Many religions around the world recognize one or more gods, creators of everything, from whom all life sprang forth. I grew up in a Baptist church and I am familiar with the idea of the Christian God. When Christianity could no longer answer the questions I had about life, and the purpose of it, I rejected my upbringing as a good hypothesis and went searching for something more. I’ve explored many different religions, but only as much as someone tries a piece of that strange looking item on the buffet before deciding it’s not for them. Perhaps if I were to really dive into other religions and understand the root of what they are trying to convey they would support the next paragraph.
Given that I rejected the idea of a God/gods that have control or sway over my existence and the existence of all that we know, it was hard for me to process this idea that came to me one morning after dropping my kids at school. Maybe the big bang was not the sudden explosion of a singularity, but instead the explosion of thought. The firing of a cosmic neuron, which sparked off the thought pathways in the cosmic consciousness. This firing of the cosmic neuron is the basis of all that we know and love and all that we have yet to uncover. This of course also supports the multiverse theory, because when we are trying to puzzle out a solution to a question, we think about it in many ways. We alter small aspects of the equation to determine if one path works better than another. So true must the cosmic consciousness.
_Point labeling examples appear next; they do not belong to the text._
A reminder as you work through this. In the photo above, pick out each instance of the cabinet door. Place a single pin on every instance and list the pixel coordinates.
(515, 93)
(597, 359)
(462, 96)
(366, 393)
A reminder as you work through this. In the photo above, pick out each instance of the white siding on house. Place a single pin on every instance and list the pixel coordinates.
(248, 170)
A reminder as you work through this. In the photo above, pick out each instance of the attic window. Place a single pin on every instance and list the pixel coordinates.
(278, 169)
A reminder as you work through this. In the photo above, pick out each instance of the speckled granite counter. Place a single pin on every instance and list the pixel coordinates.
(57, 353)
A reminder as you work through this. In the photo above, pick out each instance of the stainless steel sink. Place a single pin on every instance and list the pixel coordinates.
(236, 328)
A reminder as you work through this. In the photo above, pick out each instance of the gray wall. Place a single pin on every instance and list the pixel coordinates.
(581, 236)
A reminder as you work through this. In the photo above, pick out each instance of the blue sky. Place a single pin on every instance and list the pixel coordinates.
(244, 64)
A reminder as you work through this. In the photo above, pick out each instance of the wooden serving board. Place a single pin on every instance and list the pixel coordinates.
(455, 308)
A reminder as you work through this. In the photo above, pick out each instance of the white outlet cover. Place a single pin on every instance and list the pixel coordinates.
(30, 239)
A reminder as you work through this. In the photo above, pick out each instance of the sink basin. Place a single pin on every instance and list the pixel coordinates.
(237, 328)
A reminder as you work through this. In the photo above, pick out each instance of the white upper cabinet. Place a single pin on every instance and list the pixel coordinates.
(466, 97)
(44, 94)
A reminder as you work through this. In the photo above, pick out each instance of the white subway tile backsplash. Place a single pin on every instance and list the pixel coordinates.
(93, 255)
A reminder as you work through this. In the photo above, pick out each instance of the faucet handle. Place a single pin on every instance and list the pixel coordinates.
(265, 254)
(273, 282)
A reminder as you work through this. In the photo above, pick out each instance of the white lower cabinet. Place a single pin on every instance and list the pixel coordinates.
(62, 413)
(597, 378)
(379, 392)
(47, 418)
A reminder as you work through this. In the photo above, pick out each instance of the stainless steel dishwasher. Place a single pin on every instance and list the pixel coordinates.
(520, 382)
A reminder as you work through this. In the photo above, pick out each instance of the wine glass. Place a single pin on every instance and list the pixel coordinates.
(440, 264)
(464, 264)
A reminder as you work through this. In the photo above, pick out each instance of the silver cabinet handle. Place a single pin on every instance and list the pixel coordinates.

The idea of the universe being created by the thought of a much larger consciousness does not necessarily need to fit into the bucket of what Humans have labeled as a god. The spawning of universal consciousness with a thought created the foundation for all that we know to exist, but it does not mean that the cosmic consciousness is controlling all aspects of the thought pathway which was created and continues to morph and produce new avenues for thought. Something can be larger than us and yet still not seek to rule over us.
Given this new way of looking at the formation of the universe and the idea that it was created with thought. This means that thought is the basic building block of life, all other matter comes from thought. Thought has allowed Humanity to travel great distances, solve complex problems, scale the highest mountains, and thought will carry us into the future.
Perhaps with each thought we make, we spawn a universe into existence and continue the creation of life with thought.